Je suis redevable à ces deux maîtres de m’avoir fait découvrir de nombreux domaines de m’avoir ouvert les yeux et le cœur, de m’avoir rendu disponible et, finalement, affamé de beauté. J’entendais un jour Bernard Lavilliers dire : « la beauté fait peur au fascisme ». Jean-Marie Floch, de son côté, s’emportait souvent : « vous êtes prêts à accepter n’importe quel totalitarisme ! ».  Or, c’est bien notre génération qui se trouve aux commandes aujourd’hui.

Il y a quelques temps, une amie m’a répondu avec une légère pique : « moi, j’ai découvert Eluard toute seule ». Tant mieux pour elle mais, je crois que l’important est de l’avoir découvert tous deux. J’ai eu besoin d’aide et pas elle. Sans doute son cœur était plus disponible que le mien en nos années d’adolescence. N’empêche, je n’ai jamais oublié ceux qui m’ont fait aimer ce que j’appelle simplement « la beauté ». J’ai eu envie d’écrire un texte pour concourir pour le Prix Louis Germain, l’instituteur auquel Albert Camus avait rendu hommage après avoir reçu le Prix Nobel. J’aurais évoqué Pierre Poitrimol et Jean-Marie Floch. Ce modeste blog est peut-être plus efficace. En parlant de mes deux maîtres, je crois, aussi, me faire l’interprète de tous ceux qui, me lisant, penseront à celui qui les a marqués pendant les années où l’on construit sa personnalité. 

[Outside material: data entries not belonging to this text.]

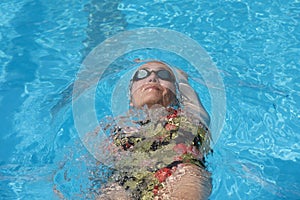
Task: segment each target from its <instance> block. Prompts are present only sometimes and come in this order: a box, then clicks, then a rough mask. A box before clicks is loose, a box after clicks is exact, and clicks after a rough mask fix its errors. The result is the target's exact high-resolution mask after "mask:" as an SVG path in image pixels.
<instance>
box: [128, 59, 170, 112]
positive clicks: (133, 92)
mask: <svg viewBox="0 0 300 200" xmlns="http://www.w3.org/2000/svg"><path fill="white" fill-rule="evenodd" d="M141 69H145V70H144V71H143V73H140V74H142V75H141V76H140V77H144V76H145V74H147V75H149V74H150V75H149V76H147V75H146V77H145V78H138V79H135V78H134V79H133V83H132V87H131V90H130V92H131V106H134V107H136V108H141V107H142V106H144V105H147V106H148V108H151V107H152V106H153V105H155V104H160V105H162V106H164V107H167V106H168V105H170V104H171V103H172V102H173V101H174V100H175V98H176V95H175V93H176V90H175V76H174V74H173V72H172V71H171V69H170V68H169V67H168V66H166V65H165V64H164V63H161V62H158V61H153V62H148V63H146V64H144V65H142V66H141V67H140V68H139V69H138V70H137V72H139V70H141ZM160 70H167V72H165V71H161V72H159V74H158V73H157V72H158V71H160ZM147 71H148V72H147ZM137 72H136V73H137ZM140 72H141V71H140ZM149 72H150V73H149ZM168 72H169V73H168ZM168 74H169V75H171V79H166V77H168V76H167V75H168Z"/></svg>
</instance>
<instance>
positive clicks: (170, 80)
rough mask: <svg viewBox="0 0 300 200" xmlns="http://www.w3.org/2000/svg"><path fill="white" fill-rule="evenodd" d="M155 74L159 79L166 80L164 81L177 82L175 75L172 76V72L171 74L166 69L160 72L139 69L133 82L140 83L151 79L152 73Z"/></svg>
mask: <svg viewBox="0 0 300 200" xmlns="http://www.w3.org/2000/svg"><path fill="white" fill-rule="evenodd" d="M152 72H153V73H155V75H156V76H158V78H160V79H162V80H164V81H170V82H173V81H174V80H175V78H174V77H173V75H172V74H171V72H169V71H168V70H166V69H161V70H158V71H154V70H152V71H149V70H147V69H139V70H138V71H137V72H136V73H135V74H134V76H133V79H132V80H133V81H139V80H142V79H145V78H147V77H149V76H150V75H151V73H152Z"/></svg>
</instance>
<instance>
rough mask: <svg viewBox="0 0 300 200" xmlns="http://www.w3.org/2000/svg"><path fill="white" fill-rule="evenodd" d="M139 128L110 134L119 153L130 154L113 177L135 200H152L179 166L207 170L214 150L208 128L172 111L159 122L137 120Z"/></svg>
mask: <svg viewBox="0 0 300 200" xmlns="http://www.w3.org/2000/svg"><path fill="white" fill-rule="evenodd" d="M136 123H138V124H139V126H140V129H132V128H128V127H127V128H121V127H116V128H115V130H114V133H113V134H112V135H111V137H112V141H113V143H114V145H116V146H117V147H118V149H119V151H125V152H127V153H128V154H129V156H126V159H122V160H121V162H119V163H118V165H122V166H119V167H118V169H122V170H118V173H115V175H114V176H113V179H114V181H117V182H118V183H119V184H120V185H122V186H123V187H124V188H125V189H126V190H130V193H131V194H132V195H133V196H132V197H133V198H134V199H152V198H153V197H154V196H155V195H156V194H157V192H158V190H159V189H161V188H162V187H163V182H164V181H165V180H166V178H167V177H169V176H171V175H172V173H173V172H174V171H175V170H176V167H177V166H178V165H179V164H185V163H189V164H194V165H197V166H199V167H202V168H204V156H205V154H207V153H208V152H210V151H211V149H210V147H209V141H210V132H209V129H208V128H207V127H206V126H205V125H204V124H203V123H201V122H200V121H198V123H195V120H194V119H191V118H190V117H189V116H188V115H185V114H184V113H183V112H182V111H181V110H175V109H169V110H168V114H167V115H166V116H164V117H162V118H161V119H160V120H158V122H156V123H152V122H151V120H145V121H138V122H136Z"/></svg>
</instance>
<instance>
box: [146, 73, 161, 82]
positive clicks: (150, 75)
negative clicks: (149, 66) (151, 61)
mask: <svg viewBox="0 0 300 200" xmlns="http://www.w3.org/2000/svg"><path fill="white" fill-rule="evenodd" d="M148 81H149V82H158V81H159V80H158V76H157V75H156V73H154V71H152V72H151V74H150V76H149V77H148Z"/></svg>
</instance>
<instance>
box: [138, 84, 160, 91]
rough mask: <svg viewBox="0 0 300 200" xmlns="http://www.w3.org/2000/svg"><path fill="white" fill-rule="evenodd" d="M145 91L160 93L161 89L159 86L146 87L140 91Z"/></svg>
mask: <svg viewBox="0 0 300 200" xmlns="http://www.w3.org/2000/svg"><path fill="white" fill-rule="evenodd" d="M146 90H159V91H160V90H162V89H161V87H160V86H159V85H148V86H146V87H144V88H143V89H142V91H146Z"/></svg>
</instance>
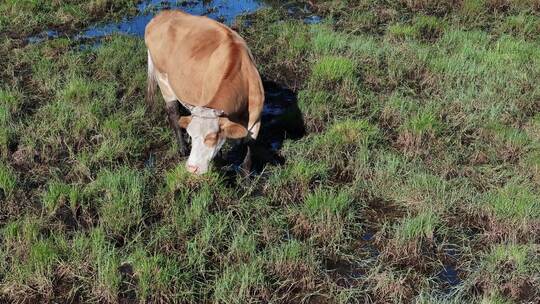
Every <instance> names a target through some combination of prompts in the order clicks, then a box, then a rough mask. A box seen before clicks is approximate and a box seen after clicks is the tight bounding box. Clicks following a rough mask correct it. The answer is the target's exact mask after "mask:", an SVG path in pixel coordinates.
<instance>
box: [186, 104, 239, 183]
mask: <svg viewBox="0 0 540 304" xmlns="http://www.w3.org/2000/svg"><path fill="white" fill-rule="evenodd" d="M191 114H192V115H191V116H183V117H181V118H180V120H179V122H178V123H179V124H180V127H181V128H184V129H186V131H187V132H188V134H189V136H190V137H191V152H190V153H189V158H188V160H187V163H186V168H187V170H188V171H189V172H191V173H194V174H203V173H206V172H208V167H209V165H210V161H212V159H213V158H214V157H215V156H216V154H217V152H218V151H219V149H221V147H222V146H223V144H224V143H225V140H226V139H227V138H235V139H238V138H243V137H246V136H247V134H248V132H247V129H246V128H245V127H244V126H242V125H240V124H237V123H234V122H232V121H230V120H229V119H228V118H226V117H219V115H220V114H221V113H220V112H219V111H215V110H212V109H207V108H201V107H195V108H194V109H193V110H192V111H191Z"/></svg>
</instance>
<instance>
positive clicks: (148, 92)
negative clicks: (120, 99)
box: [146, 51, 157, 109]
mask: <svg viewBox="0 0 540 304" xmlns="http://www.w3.org/2000/svg"><path fill="white" fill-rule="evenodd" d="M156 88H157V78H156V69H155V66H154V63H153V62H152V57H151V56H150V51H148V76H147V79H146V104H147V105H148V107H150V108H151V109H153V108H154V103H155V98H156Z"/></svg>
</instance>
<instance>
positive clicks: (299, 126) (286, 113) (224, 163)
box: [216, 81, 306, 174]
mask: <svg viewBox="0 0 540 304" xmlns="http://www.w3.org/2000/svg"><path fill="white" fill-rule="evenodd" d="M263 85H264V92H265V102H264V109H263V113H262V121H261V129H260V131H259V137H258V138H257V141H256V142H255V143H253V144H252V145H250V147H251V155H252V173H254V174H259V173H260V172H261V171H262V170H263V169H264V168H265V167H266V166H267V165H269V164H271V165H282V164H284V163H285V159H284V158H283V156H281V154H280V150H281V148H282V146H283V142H284V141H285V139H292V140H297V139H300V138H302V137H303V136H304V135H305V133H306V131H305V126H304V120H303V117H302V113H301V112H300V109H299V107H298V99H297V94H296V93H295V92H294V91H292V90H291V89H289V88H287V87H284V86H282V85H280V84H278V83H276V82H273V81H263ZM246 151H247V146H246V145H242V144H235V145H232V146H231V148H230V149H229V150H228V151H225V152H224V154H223V156H222V157H221V159H218V160H216V165H217V166H218V167H221V168H222V169H224V168H228V169H229V170H227V171H228V172H229V173H232V172H234V171H237V169H238V168H239V166H240V165H241V163H242V161H243V160H244V157H245V155H246ZM231 169H236V170H231Z"/></svg>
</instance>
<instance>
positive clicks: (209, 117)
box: [180, 101, 224, 118]
mask: <svg viewBox="0 0 540 304" xmlns="http://www.w3.org/2000/svg"><path fill="white" fill-rule="evenodd" d="M180 103H181V104H182V105H183V106H184V107H186V109H188V110H189V112H190V113H191V115H192V116H195V117H200V118H218V117H220V116H222V115H223V114H224V112H223V111H221V110H216V109H212V108H207V107H200V106H192V105H190V104H187V103H184V102H182V101H180Z"/></svg>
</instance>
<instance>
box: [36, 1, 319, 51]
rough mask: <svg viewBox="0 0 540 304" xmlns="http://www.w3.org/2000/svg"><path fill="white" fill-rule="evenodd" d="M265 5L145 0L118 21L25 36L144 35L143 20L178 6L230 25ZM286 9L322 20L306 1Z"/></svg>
mask: <svg viewBox="0 0 540 304" xmlns="http://www.w3.org/2000/svg"><path fill="white" fill-rule="evenodd" d="M268 5H269V4H267V3H266V2H265V1H264V0H241V1H238V0H199V1H187V0H145V1H142V2H141V3H139V4H138V5H137V10H138V14H137V15H135V16H133V17H126V18H124V19H123V20H121V21H120V22H114V23H107V24H96V25H92V26H90V27H88V28H87V29H85V30H83V31H81V32H79V33H77V34H75V35H73V36H66V35H65V34H63V33H61V32H58V31H55V30H47V31H44V32H42V33H40V34H38V35H36V36H33V37H30V38H28V39H27V42H28V43H38V42H41V41H45V40H48V39H54V38H58V37H62V36H65V37H69V38H71V39H73V40H75V41H95V40H99V39H100V38H103V37H107V36H110V35H112V34H116V33H120V34H125V35H131V36H137V37H143V36H144V29H145V27H146V24H148V22H150V20H151V19H152V18H153V17H154V16H155V15H156V14H157V13H158V12H159V11H161V10H163V9H181V10H183V11H185V12H188V13H190V14H193V15H198V16H207V17H209V18H212V19H214V20H217V21H219V22H223V23H225V24H228V25H231V24H232V23H233V22H234V20H235V19H236V17H238V16H239V15H242V14H249V13H253V12H255V11H257V10H259V9H261V8H263V7H266V6H268ZM286 9H287V11H288V12H289V14H290V16H291V17H293V18H302V19H304V22H306V23H308V24H313V23H318V22H320V21H321V18H320V17H319V16H316V15H315V14H313V12H311V10H310V9H309V7H308V5H307V4H298V3H296V4H295V3H293V4H288V5H287V6H286ZM97 45H99V44H96V43H95V42H94V43H93V44H92V45H91V46H90V47H95V46H97Z"/></svg>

Reste que ce texte de Béjart n’a jamais quitté mes pensées. Je l’ai recopié tel quel, avec ses erreurs de ponctuation, notamment. Je n’ai jamais oublié ce petit encart en bas de la une du Monde. Les références et la reconnaissance du rôle de l’acteur restent actuelles à l’heure où la tyrannie des metteurs en scène atteint un paroxysme souvent insupportable.